FRANKFORT, Ky. (LEX 18) — Attorney General Andy Beshear says that the state Labor Cabinet may have failed to secure a single bond for any mining company operating in the state.
According to a press conference held by Beshear, a review conducted by his office found that as many as 30 mining companies should have bonds on file. None of them do.
The investigation was initiated after it was learned that Blackjewel in Harlan County had not secured a bond for their workers. After the mine closed July 1, miners’ paychecks bounced and they have not been paid since.
As Blackjewel closed without the secure bond, they have not been required to pay their employees. In response, many of the former miners are staging a protests by blocking coal trains from passing through the region.
“In response to Blackjewel’s closing, the Labor Cabinet claimed ‘there is no mechanism in law for them to figure out when a new company has opened in the state that is supposed to post a bond,’ but my office was able to determine this with publicly available information within a few days,” Beshear said. “The Labor Cabinet has an absolute duty to enforce the law and has utterly failed to do so. They must begin enforcing these bonds to assure no one ever goes through what the Blackjewel miners are going through.”
Beshear also noted that Bevin's administration urged lawmakers to pass legislation that would eliminate the requirement. The bill did not receive a vote on the floor of the state House after it was released from committee.

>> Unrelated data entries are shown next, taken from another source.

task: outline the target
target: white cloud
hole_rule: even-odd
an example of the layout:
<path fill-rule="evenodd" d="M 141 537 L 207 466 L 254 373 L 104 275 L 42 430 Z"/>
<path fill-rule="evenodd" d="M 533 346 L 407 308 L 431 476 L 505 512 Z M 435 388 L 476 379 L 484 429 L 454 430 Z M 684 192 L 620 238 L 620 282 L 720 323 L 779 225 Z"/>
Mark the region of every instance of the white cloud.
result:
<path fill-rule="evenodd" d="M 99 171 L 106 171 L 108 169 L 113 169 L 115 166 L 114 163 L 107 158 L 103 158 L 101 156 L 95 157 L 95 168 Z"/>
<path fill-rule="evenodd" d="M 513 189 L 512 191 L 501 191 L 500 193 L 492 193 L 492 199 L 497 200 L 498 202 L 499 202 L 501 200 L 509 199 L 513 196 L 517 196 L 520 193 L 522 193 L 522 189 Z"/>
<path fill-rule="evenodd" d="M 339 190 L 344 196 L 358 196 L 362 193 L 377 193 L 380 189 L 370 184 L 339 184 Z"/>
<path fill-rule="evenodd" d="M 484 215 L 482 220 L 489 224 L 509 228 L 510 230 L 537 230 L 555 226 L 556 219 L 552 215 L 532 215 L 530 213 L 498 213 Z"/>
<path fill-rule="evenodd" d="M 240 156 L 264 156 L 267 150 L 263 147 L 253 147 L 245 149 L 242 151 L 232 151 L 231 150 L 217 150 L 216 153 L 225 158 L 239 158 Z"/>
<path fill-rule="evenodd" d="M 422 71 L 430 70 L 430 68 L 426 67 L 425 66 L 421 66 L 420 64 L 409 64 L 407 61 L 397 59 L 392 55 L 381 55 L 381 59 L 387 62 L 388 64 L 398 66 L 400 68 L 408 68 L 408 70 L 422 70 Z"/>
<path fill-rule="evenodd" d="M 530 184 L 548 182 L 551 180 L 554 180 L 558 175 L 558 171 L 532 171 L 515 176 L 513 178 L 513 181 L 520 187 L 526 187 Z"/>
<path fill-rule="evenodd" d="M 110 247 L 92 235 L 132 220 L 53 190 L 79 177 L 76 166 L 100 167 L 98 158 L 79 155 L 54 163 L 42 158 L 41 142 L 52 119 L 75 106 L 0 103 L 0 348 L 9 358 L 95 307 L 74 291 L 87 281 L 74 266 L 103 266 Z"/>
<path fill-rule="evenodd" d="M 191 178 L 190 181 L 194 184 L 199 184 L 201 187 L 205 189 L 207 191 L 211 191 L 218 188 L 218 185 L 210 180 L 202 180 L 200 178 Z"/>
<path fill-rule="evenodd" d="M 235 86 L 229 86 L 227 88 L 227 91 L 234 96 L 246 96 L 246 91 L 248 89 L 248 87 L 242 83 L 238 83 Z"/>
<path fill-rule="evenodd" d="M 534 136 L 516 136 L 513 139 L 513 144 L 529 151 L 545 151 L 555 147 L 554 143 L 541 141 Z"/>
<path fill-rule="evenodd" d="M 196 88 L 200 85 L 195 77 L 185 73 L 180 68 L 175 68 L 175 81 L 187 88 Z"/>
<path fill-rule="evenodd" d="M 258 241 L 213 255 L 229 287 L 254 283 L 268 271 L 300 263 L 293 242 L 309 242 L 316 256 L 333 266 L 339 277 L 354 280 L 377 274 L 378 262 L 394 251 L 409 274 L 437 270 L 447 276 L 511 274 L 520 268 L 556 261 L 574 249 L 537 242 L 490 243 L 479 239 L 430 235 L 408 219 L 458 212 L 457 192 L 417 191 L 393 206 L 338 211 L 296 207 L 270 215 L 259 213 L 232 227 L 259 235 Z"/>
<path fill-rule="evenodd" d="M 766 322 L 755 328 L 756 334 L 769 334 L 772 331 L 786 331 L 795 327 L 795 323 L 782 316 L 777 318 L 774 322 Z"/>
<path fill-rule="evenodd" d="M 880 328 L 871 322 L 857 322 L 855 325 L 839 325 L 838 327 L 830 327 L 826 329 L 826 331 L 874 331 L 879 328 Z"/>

The Labor Cabinet released the following statement, "The full force of the Labor Cabinet is presently directed toward the recovery of unpaid wages for the coal miners affected by the Blackjewel bankruptcy. It’s curious that the Attorney General is just now weighing in with his after-the-fact advice. The Labor Cabinet has been working since July 5, when it was first made aware of the failure of Blackjewel to issue earned wages to coal miners, to get the miners paid. Conveniently, the Attorney General fails to mention that two of the five years included in his “look back” period were during his father’s administration. Where was the Attorney General during the first 3.5 years of his own administration, when reporting requirements could have been added to the bonding statute (KRS 337.200) that would have given the Labor Cabinet the tools it needed to identify non-compliance and enforce the requirement? Andy Beshear’s “Monday morning quarterbacking” is typical of him. He casts stones for political purposes, while the Labor Cabinet is on the front lines ensuring that the Blackjewel miners get paid."